Both seasons had major hits, however, with reverberations that are still being felt. Philip Glass's opera ''Satyagraha,'' about Gandhi's early career, sold out all performances, despite its slow-motion staging and bravely repetitious musical style; and its popularity helped nudge Glass's career to a new plateau of ''establishment'' respect. ''United States,'' a five-hour work of ''performance art'' by Laurie Anderson, also played to full (and cheering) houses. The inventive composer Steve Reich recapitulated 10 years of his music in two invigorating concerts; the seminal jazz drummer Max Roach collaborated with two innovative choreographers; and the dancers of Dana Reitz generated similar excitement with a smaller-scale work.
In expanding ''The Next Wave'' to a two-month festival and taking major works on tour, the BAM hopes to prove that enthusiasm for such works is as long-lasting and widespread as it is intense.
''The time seems right,'' Mr. Lichtenstein says. ''So many of these artists have reached a state of real maturity.

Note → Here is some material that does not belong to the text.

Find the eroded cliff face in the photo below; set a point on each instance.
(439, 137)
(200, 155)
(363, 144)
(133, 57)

And there's a new audience that shares their affinity with popular forms like rock and jazz.''
Moreover, by plunging into the production and commissioning of such works, besides simply presenting them, the BAM hopes ''to stimulate the whole arts scene'' and ''encourage collaborations that might not happen otherwise.'' Lichtenstein also feels the festival format will attract more diverse audiences to particular events - though he notes that audiences have already been very heterogeneous, not just the ''young, ready-for-anything'' crowd.
Major events in the 1983 ''Next Wave'' will include ''The Photographer,'' a Philip Glass work (about an early photography pioneer) that incorporates a play, a concert, and a dance, to be directed by JoAnn Akalaitis and choreographed by David Gordon. ''The Gospel at Colonus,'' adapted and directed by Lee Breuer, transforms ''Oedipus at Colonus'' into a contemporary gospel-theater piece. ''Victory Over the Sun'' will be a re-creation of an early-20th-century Russian opera, lending a historical slant to the festival by reminding audiences that experimentation is nothing new.

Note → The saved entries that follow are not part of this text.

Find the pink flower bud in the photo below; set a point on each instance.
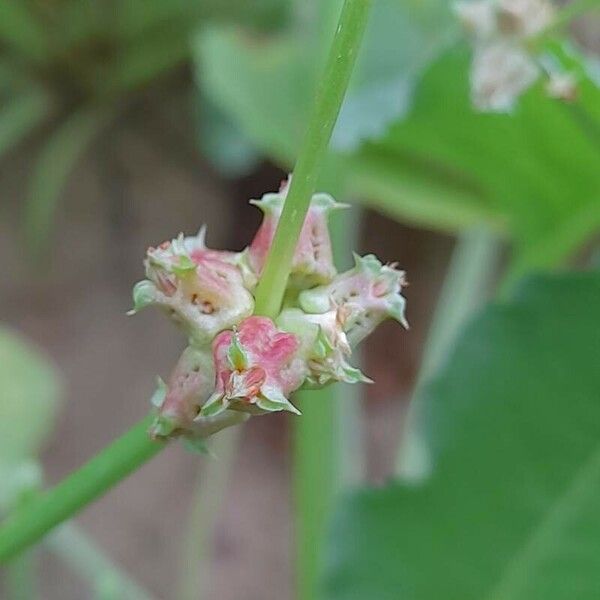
(365, 295)
(179, 402)
(256, 369)
(324, 345)
(202, 290)
(313, 259)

Other items will be ''The Way of How,'' a musical theater piece by San Francisco-based George Coates with music by Paul Dresher; and works by the Trisha Brown Dance Company in collaboration with Laurie Anderson, Robert Rauschenberg, and Robert Ashley. The Art Ensemble of Chicago will present its multifaceted jazz. And many other offerings will be included.
The ''Next Wave'' production and touring fund gets support from such heavyweight sources as the National Endowment for the Arts, the Rockefeller Foundation, and the American Telephone & Telegraph Company, among others. Is it surprising to see such colossi supporting such unorthodox art?

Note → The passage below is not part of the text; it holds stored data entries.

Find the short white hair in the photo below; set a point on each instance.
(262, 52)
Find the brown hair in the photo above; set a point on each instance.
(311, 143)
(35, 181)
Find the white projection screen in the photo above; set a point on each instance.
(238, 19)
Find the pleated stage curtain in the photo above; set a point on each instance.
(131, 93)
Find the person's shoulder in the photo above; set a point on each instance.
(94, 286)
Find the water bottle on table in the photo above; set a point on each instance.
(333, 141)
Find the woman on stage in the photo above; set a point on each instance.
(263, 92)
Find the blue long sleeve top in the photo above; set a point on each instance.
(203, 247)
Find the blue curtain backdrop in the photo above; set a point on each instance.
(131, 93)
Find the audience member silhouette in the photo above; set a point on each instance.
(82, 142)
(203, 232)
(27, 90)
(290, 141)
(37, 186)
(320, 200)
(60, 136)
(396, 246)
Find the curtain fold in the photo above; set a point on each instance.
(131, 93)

Not really, says Lichtenstein. Even if the ''Next Wave'' artists are new to most people in the United States, many have built solid reputations in Europe, where innovative USartists often incubate their work. Indeed, Lichtenstein adds, funding sources are eager to show that there is American support for such American artists as Wilson and Glass, who have premiered many of their most important works abroad, often because of financial necessity.
After the 1983 ''Next Wave'' festival, plans are to expand even more, with a longer menu of events and a keener emphasis on new music as well as new dance and theater pieces. Already the BAM is co-commissioning a new Steve Reich work, and may revive (and tour) the massive Wilson-Glass production of ''Einstein on the Beach,'' a masterpiece that has been performed often in Europe but only twice in the US. Also in the talking stage is a Wilson-Glass collaboration on the ''Arabian Nights'' theme.
''The Next Wave'' is young, audacious, and as busy as can be. If it has its wish, it will become a major force in the American performing arts, bringing the best and the boldest to audiences everywhere. As long as it keeps its sights as high as they have been so far, it deserves to flourish.